CLINTON, LA (WAFB) - Brett Gerald, the man who was driving drunk when he crashed into a car and killed seven people, has pleaded guilty to all seven counts of vehicular homicide.
Gerald, 30, of Greensburg walked into a Clinton courtroom Monday morning for the start of the trial, but chose to plead guilty to the charges.
Relatives of the seven people killed in the crash on Highway 67 came to court dressed in black, wearing white ribbons, one for each of victim.
Grandmother Brenda Gaines was driving her daughter, Denise Gaines, and Denise's four children, Diamond Johnson, Jyran Johnson, Willie Gaines and Rogerick Johnson, Jr. Also in the vehicle was a fellow church member Angela Mosley.
"I lost six people. We don't want the man to get away with five or ten years, that's all," Gaines said.
The group killed in the crash was headed back to Baton Rouge from a bible study in Clinton. Brenda, Denise, Diamond, Jyran and Angela were all killed instantly in the crash.
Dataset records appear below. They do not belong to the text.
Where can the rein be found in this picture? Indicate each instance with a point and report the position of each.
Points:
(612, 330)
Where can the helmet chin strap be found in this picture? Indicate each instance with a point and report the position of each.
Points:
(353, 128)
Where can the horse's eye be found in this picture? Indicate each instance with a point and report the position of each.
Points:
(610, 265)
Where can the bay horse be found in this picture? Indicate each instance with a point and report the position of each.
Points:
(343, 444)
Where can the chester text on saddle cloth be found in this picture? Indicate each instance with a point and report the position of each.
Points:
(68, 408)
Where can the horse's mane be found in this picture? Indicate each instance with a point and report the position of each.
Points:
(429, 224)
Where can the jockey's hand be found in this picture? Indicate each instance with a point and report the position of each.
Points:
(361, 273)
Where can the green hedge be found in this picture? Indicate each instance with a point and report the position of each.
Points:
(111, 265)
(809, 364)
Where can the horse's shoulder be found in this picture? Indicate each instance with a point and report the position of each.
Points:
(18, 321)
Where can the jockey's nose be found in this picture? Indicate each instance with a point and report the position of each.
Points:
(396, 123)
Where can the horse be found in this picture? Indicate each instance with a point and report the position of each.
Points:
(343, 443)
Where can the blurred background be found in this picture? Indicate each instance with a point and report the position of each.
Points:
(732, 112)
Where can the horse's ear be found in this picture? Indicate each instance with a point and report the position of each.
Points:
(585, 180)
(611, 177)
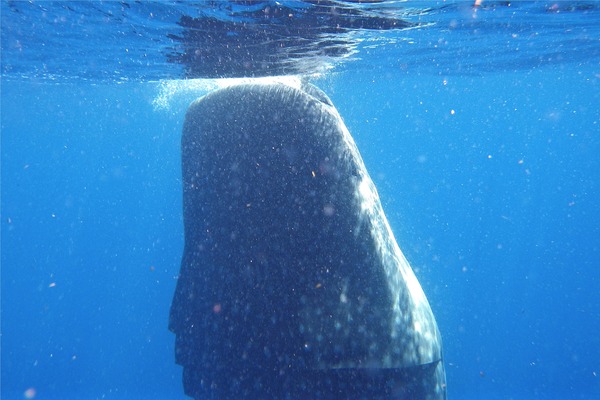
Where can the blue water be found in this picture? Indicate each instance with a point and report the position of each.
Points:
(482, 134)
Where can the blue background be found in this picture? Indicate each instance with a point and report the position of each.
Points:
(491, 185)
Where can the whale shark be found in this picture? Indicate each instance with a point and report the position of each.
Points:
(292, 285)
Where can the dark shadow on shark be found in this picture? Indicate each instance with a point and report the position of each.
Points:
(292, 285)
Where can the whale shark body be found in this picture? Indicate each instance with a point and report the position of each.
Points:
(292, 285)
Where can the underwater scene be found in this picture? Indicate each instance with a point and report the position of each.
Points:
(319, 199)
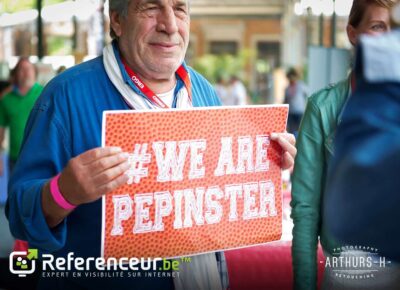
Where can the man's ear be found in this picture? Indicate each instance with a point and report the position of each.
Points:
(351, 34)
(115, 22)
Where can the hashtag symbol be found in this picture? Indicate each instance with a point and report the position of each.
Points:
(137, 162)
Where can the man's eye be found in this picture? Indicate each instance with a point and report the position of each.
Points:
(151, 8)
(181, 9)
(378, 27)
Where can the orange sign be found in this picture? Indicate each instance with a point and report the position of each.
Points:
(200, 180)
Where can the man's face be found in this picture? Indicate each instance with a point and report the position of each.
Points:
(154, 36)
(25, 75)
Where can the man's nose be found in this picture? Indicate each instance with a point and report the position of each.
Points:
(167, 21)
Willie Gaines was taken off life support June 3, 2012. His family decided to donate his organs. Rogerick Johnson, 13, was later taken off life support and also died.
Investigators believe Gerald was out celebrating his 30th birthday and was under the influence of alcohol. After testing his Blood/Alcohol Content, police said Gerald's BAC was .15g%, which is nearly twice the legal limit of .08g%.
Gerald's attorney, Tommy Damico, said the prosecution's case was solid.
"We investigated completely, used some very experienced experts that after I got the reports in a couple of weeks ago we determined it was as alleged," Damico said.
Records show he was arrested in 2008 in East Feliciana Parish for DWI, but served no jail time. Then, last spring he received a DWI in Denham Springs. He served 48 hours in jail for that.
Twentieth Judicial District Attorney Sam D'Aquilla said he could not prosecute Gerald on the 2008 DWI charge because his urine tested negative. However, Gerald admitted to a state trooper he was drinking beer.
Gerald's fate now lies in the hands of Judge William Carmichael who will spend the next four months reviewing the case.
"All we can do is give the judge our impact statement and tell them what we would like and then it's up to him what he gives the man. God will take care of it," Gaines said.
Gerald could spend anywhere from five to 210 years in prison.
He will be sentenced on March 12, 2013.
Family members will have the opportunity to give victim impact statements at that time.